FCC Restrictions Remain In Place

FCC Restrictions Remain In Place
 
Dear Members:
 
The Hong Kong government is extending its anti-virus restrictions through March 17. As a result, all the recent club measures will remain unchanged as follows:
 
Four people will be allowed at tables in all outlets and the number of guests per member is now extended to three.
All restaurants will close at 10 p.m. every day.

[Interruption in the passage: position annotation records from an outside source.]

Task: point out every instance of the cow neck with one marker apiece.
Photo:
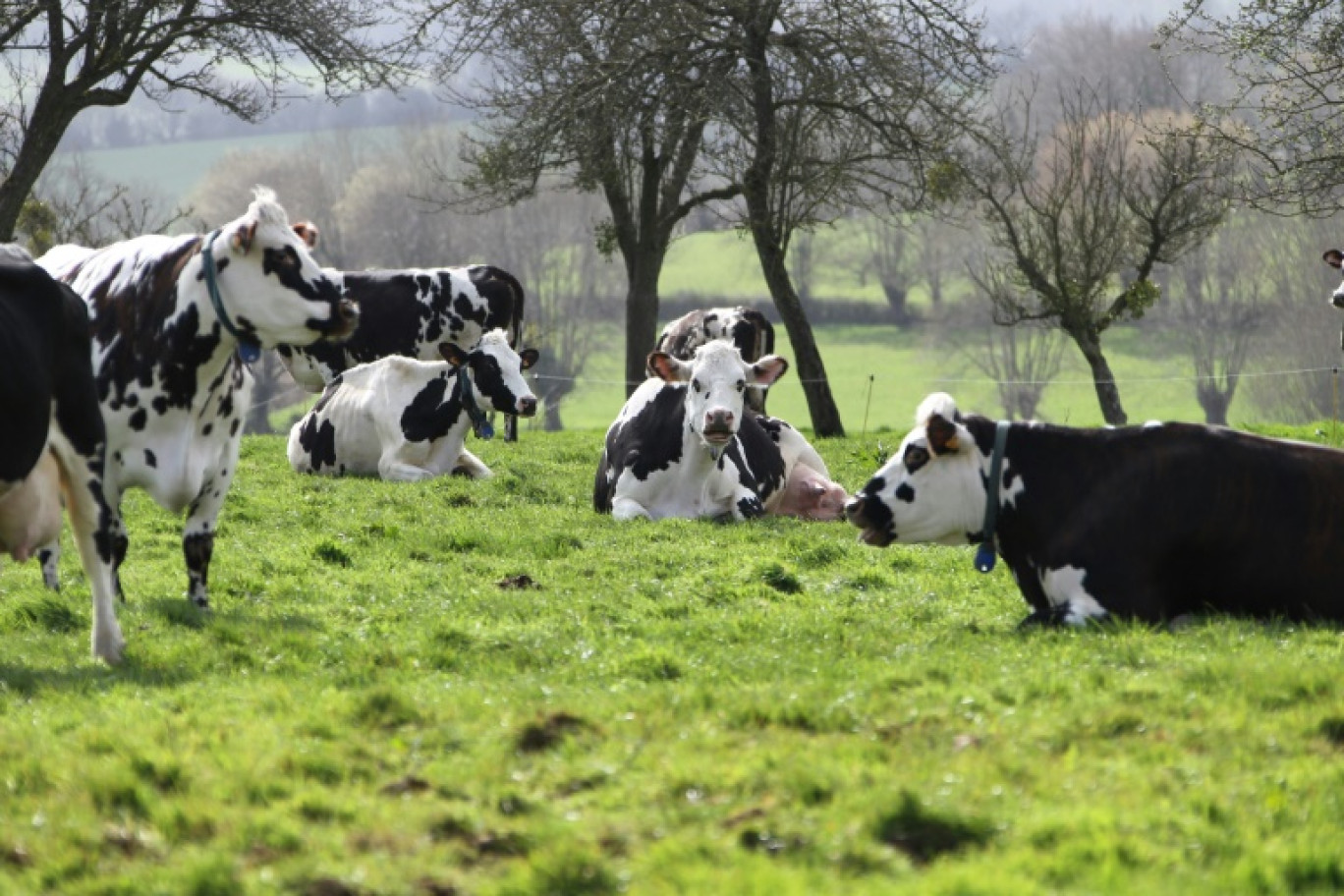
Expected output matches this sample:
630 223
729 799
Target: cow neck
249 350
480 424
985 554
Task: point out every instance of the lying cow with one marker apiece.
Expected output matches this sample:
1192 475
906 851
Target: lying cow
174 318
405 420
413 313
683 446
54 435
1148 523
744 326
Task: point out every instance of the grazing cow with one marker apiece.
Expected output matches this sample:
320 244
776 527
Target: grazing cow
684 448
744 326
415 313
54 435
405 420
174 321
1148 523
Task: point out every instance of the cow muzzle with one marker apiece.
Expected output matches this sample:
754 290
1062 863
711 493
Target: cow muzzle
857 512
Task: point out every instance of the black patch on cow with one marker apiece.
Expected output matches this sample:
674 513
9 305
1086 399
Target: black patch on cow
317 438
433 412
646 442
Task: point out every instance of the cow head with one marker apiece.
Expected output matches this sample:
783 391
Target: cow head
716 379
931 488
495 372
1335 258
270 286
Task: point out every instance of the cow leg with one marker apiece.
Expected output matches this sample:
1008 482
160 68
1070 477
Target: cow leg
197 537
91 522
50 559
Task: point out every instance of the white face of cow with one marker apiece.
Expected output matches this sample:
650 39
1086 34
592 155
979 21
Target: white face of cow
495 372
1335 258
930 490
716 379
270 285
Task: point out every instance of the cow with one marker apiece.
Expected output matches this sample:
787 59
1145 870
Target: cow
175 321
415 313
54 434
405 420
1150 523
746 328
684 446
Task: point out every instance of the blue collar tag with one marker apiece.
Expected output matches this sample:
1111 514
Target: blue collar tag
985 554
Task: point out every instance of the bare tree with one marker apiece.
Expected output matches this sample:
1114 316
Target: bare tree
74 204
1220 307
1020 359
888 258
1088 209
1285 109
613 95
62 57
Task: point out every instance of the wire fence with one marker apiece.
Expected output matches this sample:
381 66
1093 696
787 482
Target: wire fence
879 402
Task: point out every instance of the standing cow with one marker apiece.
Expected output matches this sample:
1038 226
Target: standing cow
174 318
405 420
744 326
1149 523
54 438
684 448
415 313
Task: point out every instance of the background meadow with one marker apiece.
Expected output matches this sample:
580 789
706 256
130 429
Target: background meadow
486 688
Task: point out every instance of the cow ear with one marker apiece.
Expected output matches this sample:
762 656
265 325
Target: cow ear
942 434
668 368
242 237
307 231
452 354
767 369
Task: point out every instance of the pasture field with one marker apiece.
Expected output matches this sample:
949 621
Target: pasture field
486 688
905 365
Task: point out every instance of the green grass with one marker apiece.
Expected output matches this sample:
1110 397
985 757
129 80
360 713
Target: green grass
382 702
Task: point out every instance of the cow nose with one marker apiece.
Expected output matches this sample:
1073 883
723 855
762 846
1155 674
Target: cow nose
719 420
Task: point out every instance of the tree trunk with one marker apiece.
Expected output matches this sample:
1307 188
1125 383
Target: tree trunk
825 416
1213 401
1107 394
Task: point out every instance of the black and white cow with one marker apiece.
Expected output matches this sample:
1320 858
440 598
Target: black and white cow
405 420
683 446
54 439
172 321
1149 523
746 328
413 313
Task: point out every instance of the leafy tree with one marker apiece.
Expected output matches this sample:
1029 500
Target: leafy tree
62 57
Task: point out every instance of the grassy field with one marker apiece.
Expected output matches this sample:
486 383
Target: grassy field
486 688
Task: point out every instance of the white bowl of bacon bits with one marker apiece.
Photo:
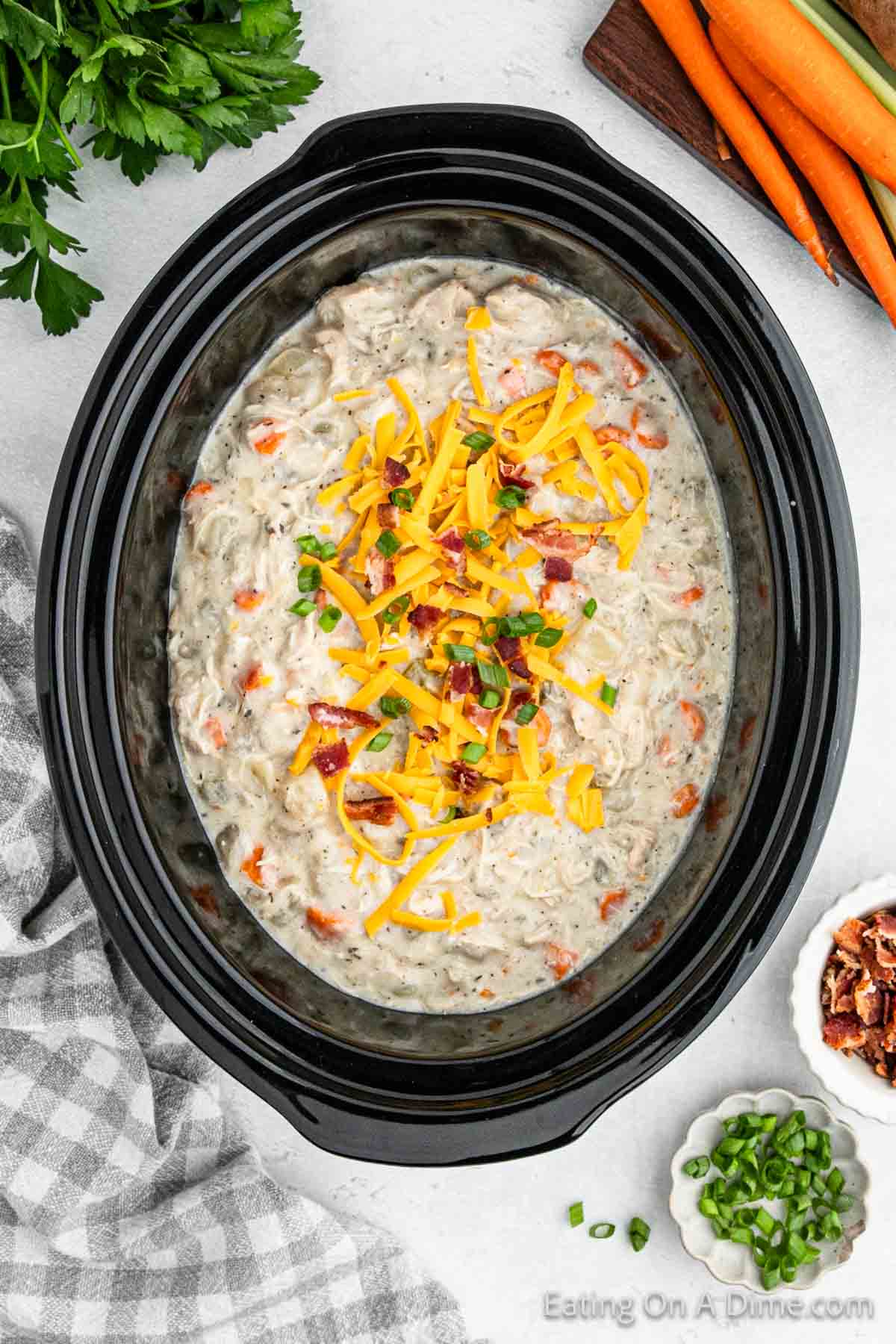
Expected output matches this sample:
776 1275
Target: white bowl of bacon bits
844 1001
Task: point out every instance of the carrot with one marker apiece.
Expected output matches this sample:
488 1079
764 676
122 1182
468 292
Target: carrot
791 53
825 166
684 34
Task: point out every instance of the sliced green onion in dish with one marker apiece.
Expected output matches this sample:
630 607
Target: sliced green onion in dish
388 544
511 497
308 578
477 440
547 638
477 539
394 706
402 500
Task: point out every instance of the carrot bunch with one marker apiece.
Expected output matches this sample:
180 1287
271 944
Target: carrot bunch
762 58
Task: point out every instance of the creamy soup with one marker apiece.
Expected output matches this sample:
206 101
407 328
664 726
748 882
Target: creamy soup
452 635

Last orders for food will be 9 p.m. while last orders for drinks will be 9:30 p.m. Any food or drink should not be consumed in areas adjacent to the FCC after 10 p.m.
The takeaway menu is available from 11 a.m. to 9:30 p.m., though last orders must be made by 9 p.m. The menu can be downloaded from our website at fcchk.org. Please place orders with the FCC Restaurant at 2844 2806 or [email protected]. Orders will be confirmed by a phone call.
The gym will reopen yet the sauna and steam room remain closed. No more than four people are allowed at a time. Wearing a mask while exercising is no longer required in the gym. Please pre-register with the gym attendant at 2844 2849.
Banqueting will continue except for cocktail parties, and distancing and mask-wearing while not eating or drinking are being enforced. The number of participants per event is limited to 20, with four to a table until 10 p.m. Please contact the banquet team at 2844 2838 or [email protected] to book.
Live performances are suspended.
All outlets are restricted to 50% capacity. Please book ahead.
The workroom is open from 8 a.m. to 10 p.m. Be reminded that wearing a mask is required and phone or video meeting is not allowed.
All member and guest are required to scan the “LeaveHomeSafe” venue QR code displayed at the entrance of the club with their mobile phones, or register the personal details, and date of visit and time at the front desk when checking in.
   
In keeping with government requirements and best practices, all members, guests and staff must wear face masks except when eating or drinking. Hand sanitizer must be used. The FCC will continue the temperature-taking and declaration measures upon entry to the club, as well as the frequent cleaning protocols throughout the building. Please inform the staff if you are concerned that any of the rules are not being followed.
 
People who have traveled overseas in the past 21 days are not allowed to visit the club.
 
Thank you for your continued support of the FCC.